Blood Transfusion - 1 2012 (January - March)
On the role of iron therapy for reducing allogeneic blood transfusion in orthopaedic surgery
Authors:  Manuel Muñoz, José Antonio García-Erce, Jorge Cuenca, Elvira Bisbe, Enrique Naveira, AWGE (Spanish Anaemia Working Group)
Pages:  8-22
To cite this article:  Blood Transfus 2012; 10: 8-22
Doi:  10.2450/2011.0061-11
Published online:  30/11/2011

The prevalence of pre-operative anaemia may be high among surgical patients, depending on the patients' co-morbidities, gender, age and the underlying pathology for which they require surgery. In this regard, a recent systematic review showed that the weighted mean prevalence of anaemia was 24% in patients undergoing elective knee or hip surgery and 45% in those undergoing surgery because of a hip fracture1. In addition, it is worth noting that the proportion of older patients who undergo major orthopaedic surgery is rising progressively, and a high prevalence of anaemia (43%) was observed in a retrospective cohort of 57,636 veterans aged 65 years or older who underwent major elective and non-elective orthopaedic surgery2.

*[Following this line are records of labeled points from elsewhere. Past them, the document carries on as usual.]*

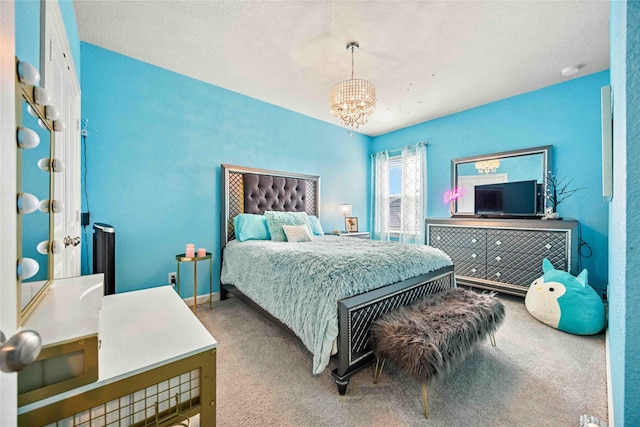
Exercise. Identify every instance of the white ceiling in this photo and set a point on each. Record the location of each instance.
(427, 59)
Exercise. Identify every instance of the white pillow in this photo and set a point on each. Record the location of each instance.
(297, 233)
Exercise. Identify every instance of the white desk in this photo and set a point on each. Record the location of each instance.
(149, 339)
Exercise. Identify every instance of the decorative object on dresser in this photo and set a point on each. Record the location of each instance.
(504, 254)
(565, 302)
(557, 191)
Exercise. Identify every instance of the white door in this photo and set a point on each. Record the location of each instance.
(60, 79)
(8, 298)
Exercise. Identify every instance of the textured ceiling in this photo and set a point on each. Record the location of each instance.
(427, 59)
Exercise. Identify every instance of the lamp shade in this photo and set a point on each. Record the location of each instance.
(345, 209)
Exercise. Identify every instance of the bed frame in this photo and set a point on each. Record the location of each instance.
(355, 314)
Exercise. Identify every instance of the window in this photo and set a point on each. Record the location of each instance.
(399, 193)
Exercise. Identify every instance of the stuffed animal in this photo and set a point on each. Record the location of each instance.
(565, 302)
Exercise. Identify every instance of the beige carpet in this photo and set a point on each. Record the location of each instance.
(537, 376)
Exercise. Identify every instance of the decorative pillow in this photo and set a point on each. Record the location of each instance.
(276, 219)
(314, 223)
(565, 302)
(297, 233)
(251, 227)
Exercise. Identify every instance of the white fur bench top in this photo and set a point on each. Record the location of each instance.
(432, 336)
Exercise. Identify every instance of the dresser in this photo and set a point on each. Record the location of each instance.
(504, 254)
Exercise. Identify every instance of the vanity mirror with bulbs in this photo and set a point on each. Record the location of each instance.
(69, 341)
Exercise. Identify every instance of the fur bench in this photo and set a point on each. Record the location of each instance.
(432, 336)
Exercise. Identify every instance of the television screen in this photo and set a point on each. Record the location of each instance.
(507, 198)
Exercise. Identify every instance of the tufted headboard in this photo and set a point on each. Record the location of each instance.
(250, 190)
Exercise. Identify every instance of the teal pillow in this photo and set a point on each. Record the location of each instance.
(275, 221)
(251, 227)
(314, 223)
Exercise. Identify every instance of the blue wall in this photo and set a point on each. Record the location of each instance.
(624, 289)
(566, 116)
(154, 164)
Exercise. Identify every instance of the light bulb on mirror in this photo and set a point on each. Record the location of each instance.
(27, 268)
(27, 203)
(41, 96)
(48, 165)
(58, 125)
(27, 138)
(51, 113)
(43, 247)
(27, 73)
(31, 111)
(51, 206)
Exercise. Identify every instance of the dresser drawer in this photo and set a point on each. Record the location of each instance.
(478, 271)
(457, 236)
(515, 276)
(528, 241)
(525, 261)
(462, 254)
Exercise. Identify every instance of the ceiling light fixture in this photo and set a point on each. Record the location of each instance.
(569, 71)
(352, 101)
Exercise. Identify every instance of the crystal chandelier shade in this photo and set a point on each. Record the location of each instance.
(488, 166)
(352, 101)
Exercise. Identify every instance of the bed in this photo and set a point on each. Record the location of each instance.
(334, 324)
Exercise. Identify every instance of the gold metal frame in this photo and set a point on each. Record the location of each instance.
(88, 345)
(26, 93)
(204, 362)
(182, 258)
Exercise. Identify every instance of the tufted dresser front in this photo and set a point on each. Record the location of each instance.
(504, 254)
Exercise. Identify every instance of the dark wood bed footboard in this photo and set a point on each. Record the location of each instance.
(355, 315)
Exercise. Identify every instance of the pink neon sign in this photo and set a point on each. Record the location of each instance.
(451, 195)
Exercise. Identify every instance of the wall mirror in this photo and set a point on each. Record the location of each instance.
(35, 122)
(507, 166)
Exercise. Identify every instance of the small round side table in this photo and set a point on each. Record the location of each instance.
(182, 258)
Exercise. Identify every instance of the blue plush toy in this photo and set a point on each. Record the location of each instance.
(565, 302)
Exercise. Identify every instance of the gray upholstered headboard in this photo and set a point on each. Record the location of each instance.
(250, 190)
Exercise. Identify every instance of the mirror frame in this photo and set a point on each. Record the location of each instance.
(25, 93)
(547, 159)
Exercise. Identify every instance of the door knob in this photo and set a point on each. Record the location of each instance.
(19, 351)
(71, 241)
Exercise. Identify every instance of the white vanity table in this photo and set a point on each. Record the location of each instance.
(156, 361)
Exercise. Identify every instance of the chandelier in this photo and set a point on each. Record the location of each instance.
(353, 100)
(488, 166)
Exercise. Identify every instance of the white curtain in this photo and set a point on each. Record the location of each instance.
(414, 193)
(380, 195)
(412, 162)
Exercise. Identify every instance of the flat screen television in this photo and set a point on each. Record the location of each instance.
(518, 198)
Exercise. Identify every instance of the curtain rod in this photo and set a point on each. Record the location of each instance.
(407, 146)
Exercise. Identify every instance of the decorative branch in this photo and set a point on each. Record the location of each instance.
(558, 190)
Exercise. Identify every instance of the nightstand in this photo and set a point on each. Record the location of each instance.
(183, 258)
(356, 234)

Iron deficiency and chronic inflammation (including mild to moderate renal failure), with or without iron deficiency, are the most common causes of pre-operative anaemia, although deficiencies of iron, folic acid and/or vitamin B12 without anaemia are also frequent, especially among an elderly population. Saleh et al.3 reported that 19.6% (210/1,142) of admissions for elective total knee or hip replacement were anaemic compared with local population reference ranges (males 13 g/dL; females, 11.5 g/dL), with 76 of these anaemic patients having a haemoglobin (Hb) <11 g/dL and 13 having a Hb <10 g/dL. Regarding the types of anaemia, 135 had normocytic normochromic anaemia, 49 showed hypochromic varieties of anaemia, and 26 were classified as having other types of anaemia (...).